If a strange male interferes, the original one chases him with great fury, and in their combats, frequently inflict great injury upon each other. When the female has spawned, she sets off and leaves the place; the male remains, waiting for another female, and if none comes in twenty-four hours, he goes away in search of another spawning place.

When the spawning is finished, the fish become very lank and weak, and fall into deep easy water. Here, after a time, their strength is recruited, when as the spring advances, the strongest fish leave the depths and draw into the streams. They now move down the river in their passage to the sea. When they arrive in the deep pools, near the mouths of the rivers, they take rest for a few days; here they may be caught by anglers, as they take the fly and other baits freely. March is usually the best month for this sport—if indeed, it can be called sport, to kill an animal that is worth a mere trifle and resists but little.

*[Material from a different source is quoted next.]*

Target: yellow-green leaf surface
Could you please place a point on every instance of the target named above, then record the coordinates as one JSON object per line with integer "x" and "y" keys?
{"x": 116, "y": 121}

Having now dispatched the salmon to the sea, it remains to explain what becomes of the spawn, and how, and when, the young fry arrive at maturity; and as there have been various doubts and contradictions on this subject, I think it more prudent to lead the reader to a consideration of the following pages, than to make a positive assertion on my own unsupported authority.

Up to a late period, it was universally thought that the spawn deposited, as described above, was matured in a brief time, and that the young fry of the winter grew to six or seven inches long; were silver in colour; and went down to the sea in this state with the first floods, early in the May of the coming spring.